June 16, 2011

That "Impractical" Jubilee Year Stuff...

It's probably pretty ho-hum news by now, to anyone who's looked into it, that Jesus in the previous post is portrayed as proclaiming a Jubilee Year: Release of debts and debt-slaves, return of foreclosed property to the original owners.

Is this something that ever happened, people wonder, or just an idealized, impractical notion.
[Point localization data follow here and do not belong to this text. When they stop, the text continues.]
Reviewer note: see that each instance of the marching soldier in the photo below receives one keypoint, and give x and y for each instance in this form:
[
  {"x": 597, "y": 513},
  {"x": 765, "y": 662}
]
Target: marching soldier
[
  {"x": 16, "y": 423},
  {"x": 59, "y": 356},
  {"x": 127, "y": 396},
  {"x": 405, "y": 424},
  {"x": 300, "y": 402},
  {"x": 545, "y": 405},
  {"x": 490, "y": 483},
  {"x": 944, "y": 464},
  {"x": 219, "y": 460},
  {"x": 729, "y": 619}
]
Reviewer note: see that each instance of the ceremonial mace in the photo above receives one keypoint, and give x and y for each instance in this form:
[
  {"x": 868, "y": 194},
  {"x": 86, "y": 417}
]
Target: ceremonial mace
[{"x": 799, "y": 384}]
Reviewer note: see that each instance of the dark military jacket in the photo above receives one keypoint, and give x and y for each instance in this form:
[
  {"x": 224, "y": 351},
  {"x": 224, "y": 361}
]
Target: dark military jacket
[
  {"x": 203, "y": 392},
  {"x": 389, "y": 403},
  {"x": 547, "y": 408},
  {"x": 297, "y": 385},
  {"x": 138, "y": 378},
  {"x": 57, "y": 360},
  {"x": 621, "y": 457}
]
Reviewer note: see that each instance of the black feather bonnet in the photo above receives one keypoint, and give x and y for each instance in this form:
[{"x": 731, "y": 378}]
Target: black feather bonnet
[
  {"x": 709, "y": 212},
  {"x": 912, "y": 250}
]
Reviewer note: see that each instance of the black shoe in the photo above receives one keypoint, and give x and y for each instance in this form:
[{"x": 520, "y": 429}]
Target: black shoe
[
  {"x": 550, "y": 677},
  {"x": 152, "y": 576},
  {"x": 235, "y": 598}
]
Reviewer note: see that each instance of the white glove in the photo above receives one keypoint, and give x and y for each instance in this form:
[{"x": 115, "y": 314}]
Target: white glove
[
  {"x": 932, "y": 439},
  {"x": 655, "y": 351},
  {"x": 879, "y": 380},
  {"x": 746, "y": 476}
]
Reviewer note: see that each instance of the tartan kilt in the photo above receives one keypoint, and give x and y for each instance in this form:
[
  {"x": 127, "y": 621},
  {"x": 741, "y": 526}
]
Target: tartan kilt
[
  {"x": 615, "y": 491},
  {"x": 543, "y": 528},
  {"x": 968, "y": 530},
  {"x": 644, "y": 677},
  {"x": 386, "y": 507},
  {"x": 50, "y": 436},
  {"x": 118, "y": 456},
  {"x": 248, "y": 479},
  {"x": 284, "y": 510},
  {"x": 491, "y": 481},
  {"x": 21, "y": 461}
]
The economist Michael Hudson has studied this extensively: "This paper accordingly traces the evolution of the Biblical debt and property laws as recorded in clay records that only recently have been deciphered and placed in their historic context. These laws which periodically cancelled debts, freed Israelite debt- servants and returned lands to their traditional holders have confused Biblical students for many centuries. They have long been virtually ignored by historians on the ground that, to modern eyes, they would seem to wreak economic havoc. Already by the first century of our era no less a theologian than Rabbi Hillel developed the prosbul, by which borrowers signed away their rights under the Biblical laws. Hillel explained that credit would dry up without such a clause.

"Recent discoveries of Bronze Age Near Eastern royal proclamations extending from 2400 to 1600 BC throw a radically new light on these laws. Like their Biblical analogues, Mesopotamian royal edicts cancelled debts, freed debt-servants and restored land to cultivators who had lost it under economic duress. There can be no doubt that these edicts were implemented, for during the Babylonian period they grew into quite elaborate promulgations, capped by Ammisaduqa's Edict of 1646. Now that these edicts have been translated and their consequences understood, the Biblical laws no longer stand alone as utopian or otherworldly ideals; they take their place in a two-thousand year continuum of periodic and regular economic renewal.

"There is no record of just how or when Babylonian legal traditions were transmitted to Israel. No doubt there were numerous periods of influence, headed by a Bronze Age inspiration early in the second millennium. One suspects that during the Babylonian captivity (586-539 BC) the Jews rediscovered much of this Bronze Age heritage, continuing a reaction against the economically polarizing impact of usury and landlordism that had gathered momentum under Josiah with the rediscovery of the Deuteronomy scroll by priests renovating the Jerusalem temple in 610.

"In a sense it is almost immaterial whether the Biblical debt and land-tenure laws were introduced by Canaanite rulers celebrating New Year Clean Slates, brought by the hapiru or transmitted during the wars with Assyria and Babylonia. What is important is that the Bronze Age precedents provide a living historical context for these laws. The central role played by Mesopotamian Clean Slates - so important that they became synonymous with "royal edict" (simdat) - indicates how equally important they were to the Pentateuch. Modern readers of the Bible may skim over these laws quickly as if they were the fine print, so to speak, but to the Biblical compilers they formed the very core of righteous lawgiving."